– Мы так ни о чем не договорились, – сказал он. – Этот Васильев от своего не отступится. Не тот человек, такие не отступают. Или я совсем не разбираюсь в людях.
Васильев сидел в утлом креслице перед круглым, в человеческий рост, зеркалом, обрамленным в ореховую резную раму. Он пристально, сощурив глаза, рассматривал свое отражение. Ничего особенного, человек как человек. Ботинки хорошие, из темной крепкой кожи, на высокой подошве, с глубоким рельефным рисунком протектора. Как раз по погоде ботинки. Немного помятый синий костюмчик, недорогой, но добротный, шерстяной. Светлая сорочка, темный галстук с вышитым на нем светлыми нитками гербом несуществующего государства или княжества. Этот светлый герб, если не присматриваться внимательно, напоминает только что посаженое пятно от сливочного пломбира или плевок.
Впрочем, все это мелочи, герб этот, будь он неладен, и синенький костюмчик. И овальная пряжка брючного ремня, словно надраенная бархоткой, лезет в глаза, блестит, как пасхальное яйцо.
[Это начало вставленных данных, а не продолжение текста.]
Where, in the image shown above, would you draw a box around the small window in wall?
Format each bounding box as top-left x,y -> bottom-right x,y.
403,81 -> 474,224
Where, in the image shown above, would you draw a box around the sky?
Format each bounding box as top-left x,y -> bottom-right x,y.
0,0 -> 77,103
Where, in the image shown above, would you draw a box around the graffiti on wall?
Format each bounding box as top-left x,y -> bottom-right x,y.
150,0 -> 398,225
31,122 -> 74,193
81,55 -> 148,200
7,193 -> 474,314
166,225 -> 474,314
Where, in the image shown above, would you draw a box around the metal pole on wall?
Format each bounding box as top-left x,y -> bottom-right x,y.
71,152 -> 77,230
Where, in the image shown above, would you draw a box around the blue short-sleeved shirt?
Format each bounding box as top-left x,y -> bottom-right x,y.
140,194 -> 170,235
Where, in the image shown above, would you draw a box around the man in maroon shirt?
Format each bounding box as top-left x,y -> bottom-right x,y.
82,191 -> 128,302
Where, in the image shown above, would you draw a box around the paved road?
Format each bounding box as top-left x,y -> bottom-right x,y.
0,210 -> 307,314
Главное, в общем и целом, выглядит Васильев неплохо, физиономия свежая, будто он только что с курорта вернулся, а не провел несколько недель в напряженной, но бесплодной работе, будто вовсе не он до утра мучался бессонницей, размышляя о собственных поражениях и неудачах. И он забылся странной давящей голову дремотой только под утро. И сон странный привиделся. Снится будто он, Васильев, атеист, всегда смеявшийся над сказкой о Боге, стоит на коленях в красном углу и истово молится, бьет низкие поклоны. А потом поднимает голову, а угол-то пустой, нет в нем иконы. И холодный пот вдруг пробивает по спине, холодный пот страха.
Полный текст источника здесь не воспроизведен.